With forex reserves at $608.99B, India has emerged as the fifth-largest forex reserves holder in the world after China, Japan, Switzerland and Russia
India’s Minister of State for Finance Pankaj Chaudhary has announced that India has emerged as the fifth-largest forex reserves holder in the world after China, Japan, Switzerland and Russia with forex reserves at $608.99B as of June 25, 2021. He said this in a written reply to a question in the Lok Sabha (the lower house of India’s parliament).
He said that India’s forex reserves position is comfortable in terms of import cover of more than 18 months and provides a cushion against unforeseen external shocks. The government and RBI (Reserve Bank of India) are closely monitoring the emerging external position calibrating policies or regulations to support robust macroeconomic growth.
Giving more details, the Minister said that RBI takes regular steps for diversification of forex reserves by scaling up operations in forex swap and repo markets, acquisition of gold and exploring new markets/products, while adhering to safety and liquidity standards.

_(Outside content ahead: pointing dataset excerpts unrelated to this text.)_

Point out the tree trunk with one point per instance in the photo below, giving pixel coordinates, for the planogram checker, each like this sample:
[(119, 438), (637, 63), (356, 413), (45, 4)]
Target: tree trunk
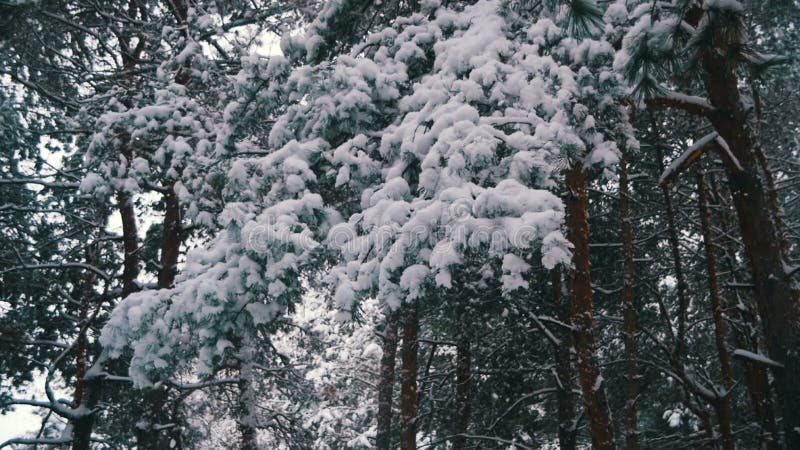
[(589, 376), (755, 375), (130, 242), (463, 382), (383, 440), (674, 244), (246, 420), (171, 241), (408, 389), (86, 391), (722, 406), (567, 426), (779, 297), (628, 295)]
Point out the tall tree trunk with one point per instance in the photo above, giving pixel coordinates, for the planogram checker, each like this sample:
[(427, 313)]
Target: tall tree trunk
[(723, 405), (589, 376), (463, 382), (87, 391), (171, 240), (628, 296), (246, 420), (408, 389), (130, 240), (755, 375), (779, 297), (157, 399), (674, 244), (383, 440), (567, 422)]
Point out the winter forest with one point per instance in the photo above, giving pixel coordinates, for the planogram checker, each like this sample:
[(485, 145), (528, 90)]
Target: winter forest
[(413, 224)]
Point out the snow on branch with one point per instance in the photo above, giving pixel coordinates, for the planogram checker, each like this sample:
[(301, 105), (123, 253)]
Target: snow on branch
[(690, 103), (683, 162), (756, 358)]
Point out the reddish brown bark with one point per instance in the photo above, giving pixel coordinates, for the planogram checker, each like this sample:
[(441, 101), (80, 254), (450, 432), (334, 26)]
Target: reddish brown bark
[(755, 376), (383, 440), (582, 311), (779, 305), (722, 405), (629, 325), (408, 388), (674, 244), (567, 426), (463, 383), (171, 241), (130, 243)]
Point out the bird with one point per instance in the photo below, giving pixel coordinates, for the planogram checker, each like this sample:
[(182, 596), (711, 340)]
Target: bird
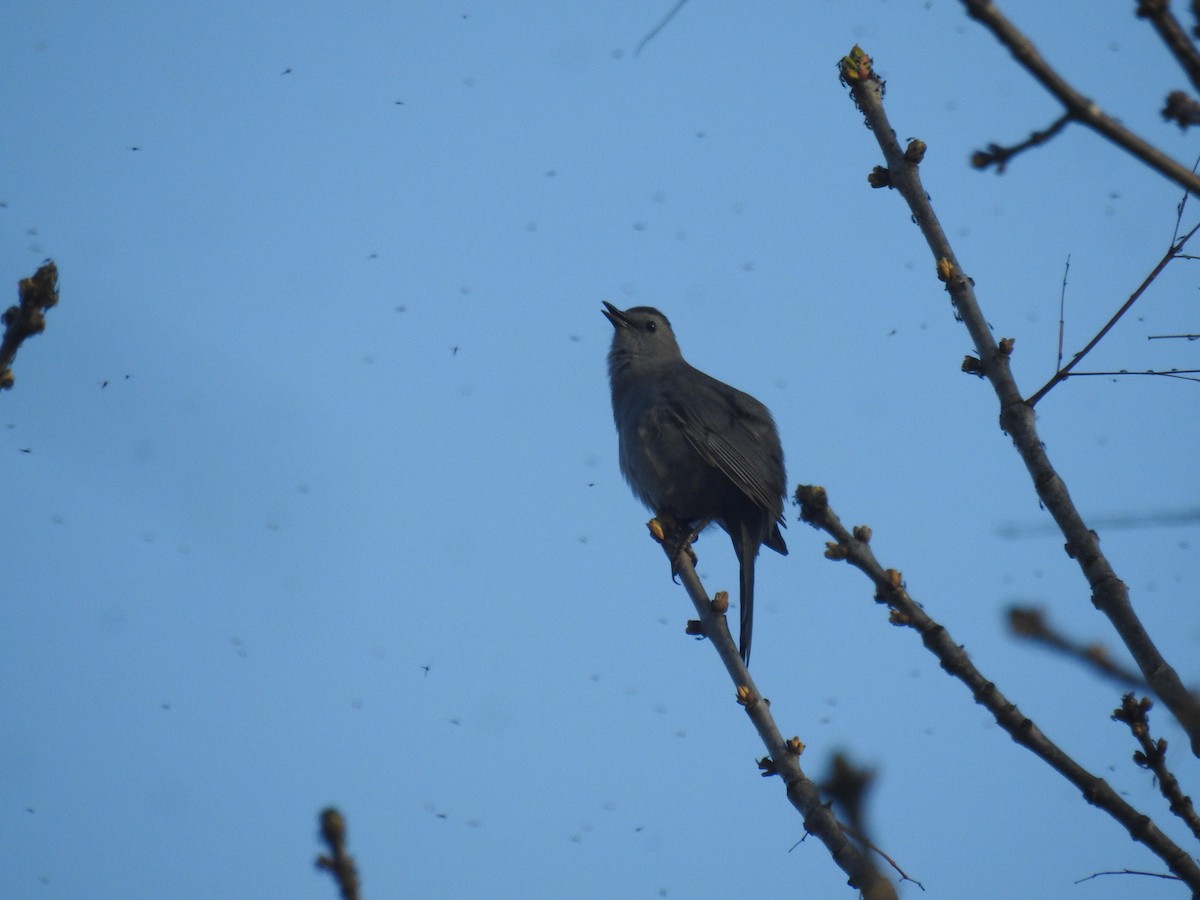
[(694, 448)]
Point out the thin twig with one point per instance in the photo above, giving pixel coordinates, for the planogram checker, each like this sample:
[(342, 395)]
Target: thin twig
[(1061, 375), (1131, 871), (1062, 310), (999, 156), (1173, 34), (1017, 418), (1078, 107), (891, 589), (785, 755), (1135, 713), (1183, 375), (658, 28)]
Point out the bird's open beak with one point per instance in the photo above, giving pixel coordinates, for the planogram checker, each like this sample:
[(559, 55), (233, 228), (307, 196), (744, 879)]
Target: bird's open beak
[(615, 316)]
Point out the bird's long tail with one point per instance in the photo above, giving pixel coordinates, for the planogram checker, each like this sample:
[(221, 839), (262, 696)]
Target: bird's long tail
[(747, 550)]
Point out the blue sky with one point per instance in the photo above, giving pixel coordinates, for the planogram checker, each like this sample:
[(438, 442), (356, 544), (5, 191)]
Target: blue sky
[(341, 268)]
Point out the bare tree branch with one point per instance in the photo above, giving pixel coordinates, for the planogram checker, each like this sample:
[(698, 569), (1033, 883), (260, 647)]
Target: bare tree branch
[(785, 755), (1135, 713), (1173, 252), (1077, 106), (1031, 624), (1173, 34), (889, 588), (337, 863), (1017, 417), (37, 294)]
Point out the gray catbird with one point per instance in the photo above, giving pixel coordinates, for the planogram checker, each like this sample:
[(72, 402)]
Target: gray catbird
[(694, 448)]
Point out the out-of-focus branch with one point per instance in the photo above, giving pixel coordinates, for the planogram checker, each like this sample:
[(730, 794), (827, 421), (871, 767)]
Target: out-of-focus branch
[(1181, 109), (1158, 13), (1017, 418), (785, 755), (337, 862), (1078, 107), (1152, 756), (999, 156), (37, 294), (891, 589), (1031, 624)]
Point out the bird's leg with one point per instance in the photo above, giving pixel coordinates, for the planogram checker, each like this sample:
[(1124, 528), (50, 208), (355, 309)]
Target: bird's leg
[(676, 538)]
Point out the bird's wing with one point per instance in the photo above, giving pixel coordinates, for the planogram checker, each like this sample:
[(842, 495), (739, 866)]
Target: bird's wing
[(733, 432)]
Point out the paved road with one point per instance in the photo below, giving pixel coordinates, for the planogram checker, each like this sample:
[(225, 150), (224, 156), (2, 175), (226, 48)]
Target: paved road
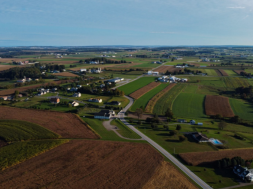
[(188, 172)]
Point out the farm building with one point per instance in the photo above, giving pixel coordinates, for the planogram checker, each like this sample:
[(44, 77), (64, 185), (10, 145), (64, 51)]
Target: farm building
[(200, 137), (104, 114), (243, 173), (55, 100), (77, 95)]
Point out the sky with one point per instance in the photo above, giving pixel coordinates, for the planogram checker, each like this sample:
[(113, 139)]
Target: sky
[(125, 22)]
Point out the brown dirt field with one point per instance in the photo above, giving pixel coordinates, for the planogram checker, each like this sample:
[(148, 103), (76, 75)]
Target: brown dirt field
[(22, 89), (150, 106), (198, 158), (239, 71), (86, 164), (223, 73), (65, 124), (66, 74), (140, 92), (167, 177), (218, 105), (218, 72), (3, 143), (6, 67)]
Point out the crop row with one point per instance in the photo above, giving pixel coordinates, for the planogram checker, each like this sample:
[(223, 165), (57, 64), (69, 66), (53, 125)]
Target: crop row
[(166, 100), (152, 102), (235, 82), (137, 94)]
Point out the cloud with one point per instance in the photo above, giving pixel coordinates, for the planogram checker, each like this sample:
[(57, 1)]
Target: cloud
[(236, 7)]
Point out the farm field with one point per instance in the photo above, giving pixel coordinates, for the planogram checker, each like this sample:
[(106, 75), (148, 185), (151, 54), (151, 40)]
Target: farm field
[(124, 130), (189, 105), (174, 179), (166, 100), (222, 72), (144, 100), (218, 105), (242, 108), (235, 82), (13, 130), (231, 73), (198, 158), (65, 124), (90, 163), (151, 103), (137, 84), (18, 152), (140, 92), (211, 72), (238, 72), (66, 74)]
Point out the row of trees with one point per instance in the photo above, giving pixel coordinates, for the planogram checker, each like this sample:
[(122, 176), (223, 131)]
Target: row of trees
[(227, 162)]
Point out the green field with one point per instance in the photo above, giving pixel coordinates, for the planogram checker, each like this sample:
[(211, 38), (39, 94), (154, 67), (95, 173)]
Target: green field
[(124, 130), (166, 100), (235, 82), (211, 72), (13, 130), (189, 105), (20, 151), (137, 84), (242, 108), (231, 73), (143, 101)]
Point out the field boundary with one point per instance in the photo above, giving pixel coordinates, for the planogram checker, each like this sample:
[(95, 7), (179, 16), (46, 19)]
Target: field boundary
[(154, 100)]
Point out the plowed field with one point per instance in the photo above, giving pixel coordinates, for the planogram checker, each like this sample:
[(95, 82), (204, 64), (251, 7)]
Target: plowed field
[(197, 158), (137, 94), (150, 106), (86, 164), (25, 88), (66, 74), (218, 105), (65, 124), (163, 69), (239, 71), (168, 177)]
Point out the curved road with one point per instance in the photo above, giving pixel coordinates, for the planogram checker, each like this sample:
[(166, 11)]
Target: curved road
[(188, 172)]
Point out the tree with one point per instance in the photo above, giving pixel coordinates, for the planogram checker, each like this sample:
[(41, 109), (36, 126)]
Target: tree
[(178, 127), (222, 125), (139, 112)]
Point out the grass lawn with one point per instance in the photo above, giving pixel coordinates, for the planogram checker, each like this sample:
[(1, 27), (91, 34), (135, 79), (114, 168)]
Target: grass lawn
[(124, 130), (189, 105), (242, 108), (137, 84), (211, 72), (143, 101), (167, 99), (231, 73)]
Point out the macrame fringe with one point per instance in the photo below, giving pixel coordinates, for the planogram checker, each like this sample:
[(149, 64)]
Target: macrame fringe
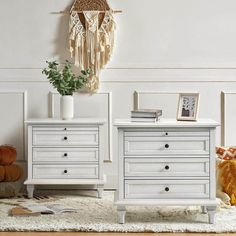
[(91, 45)]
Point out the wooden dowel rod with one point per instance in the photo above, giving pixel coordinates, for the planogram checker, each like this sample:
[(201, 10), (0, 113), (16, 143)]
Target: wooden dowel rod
[(67, 12)]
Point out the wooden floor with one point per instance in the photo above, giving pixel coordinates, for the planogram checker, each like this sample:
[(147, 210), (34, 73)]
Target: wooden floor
[(104, 234)]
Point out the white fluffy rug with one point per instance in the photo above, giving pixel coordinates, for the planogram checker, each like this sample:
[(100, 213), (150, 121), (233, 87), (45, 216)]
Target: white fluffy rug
[(100, 215)]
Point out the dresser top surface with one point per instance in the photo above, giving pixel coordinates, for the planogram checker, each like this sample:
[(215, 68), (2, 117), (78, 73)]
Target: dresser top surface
[(126, 123), (78, 121)]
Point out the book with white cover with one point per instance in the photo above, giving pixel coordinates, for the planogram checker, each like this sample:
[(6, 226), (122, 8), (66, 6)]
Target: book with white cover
[(135, 119), (146, 113)]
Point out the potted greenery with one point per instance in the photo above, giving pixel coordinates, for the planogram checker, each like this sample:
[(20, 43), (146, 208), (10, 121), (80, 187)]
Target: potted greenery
[(66, 83)]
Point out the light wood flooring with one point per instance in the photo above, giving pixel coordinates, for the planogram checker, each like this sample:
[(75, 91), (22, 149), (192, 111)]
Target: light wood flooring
[(103, 234)]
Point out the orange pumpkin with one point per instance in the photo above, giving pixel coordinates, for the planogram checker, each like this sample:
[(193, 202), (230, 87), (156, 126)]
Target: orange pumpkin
[(7, 155), (10, 173)]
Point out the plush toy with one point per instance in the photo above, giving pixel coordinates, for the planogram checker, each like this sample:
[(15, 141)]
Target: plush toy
[(7, 155), (228, 179)]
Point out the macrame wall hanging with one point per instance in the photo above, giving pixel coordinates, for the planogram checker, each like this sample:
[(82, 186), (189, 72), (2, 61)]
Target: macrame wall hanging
[(91, 36)]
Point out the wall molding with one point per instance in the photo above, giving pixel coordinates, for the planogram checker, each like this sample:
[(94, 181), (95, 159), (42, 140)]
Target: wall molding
[(51, 97), (138, 75), (24, 109)]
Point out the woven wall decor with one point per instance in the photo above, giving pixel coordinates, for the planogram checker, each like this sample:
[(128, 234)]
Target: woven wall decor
[(91, 38)]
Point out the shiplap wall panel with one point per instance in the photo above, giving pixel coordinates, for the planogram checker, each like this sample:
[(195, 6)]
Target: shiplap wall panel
[(229, 119), (12, 115), (153, 33)]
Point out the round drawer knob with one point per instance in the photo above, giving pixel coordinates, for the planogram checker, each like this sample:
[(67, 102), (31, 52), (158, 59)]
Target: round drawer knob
[(167, 167)]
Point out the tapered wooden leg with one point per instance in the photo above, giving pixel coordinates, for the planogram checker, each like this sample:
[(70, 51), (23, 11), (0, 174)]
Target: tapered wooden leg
[(30, 190), (121, 214), (204, 209), (100, 188), (211, 210)]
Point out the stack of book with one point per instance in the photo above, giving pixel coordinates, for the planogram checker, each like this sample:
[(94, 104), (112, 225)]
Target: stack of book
[(145, 115)]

The RBI’s intervention in the forex market to smooth out exchange rate volatility, valuation changes due to movement of the US dollar against other international currencies in the reserve basket, movement in gold prices, interest earnings from the deployment of foreign currency assets, and inflow of aid receipts are the main causes of variation in India’s forex reserves.
The minister stated that a current account deficit, accompanied by increasing foreign exchange reserves, reflects a surplus on the balance of payments i.e., the magnitude of the net capital inflows exceeds the volume of the current account deficit. In 2020-21, India’s balance of payments recorded a surplus in both current account and capital account which contributed to the increase in foreign exchange reserves during the year.
He said that besides exports and imports of goods and services, the overall stability of the external sector depends on other components of the balance of payments including remittances (transfers), income in the current account, the size of net capital flows and external debt. India is comfortable in most of these external sector vulnerability indicators.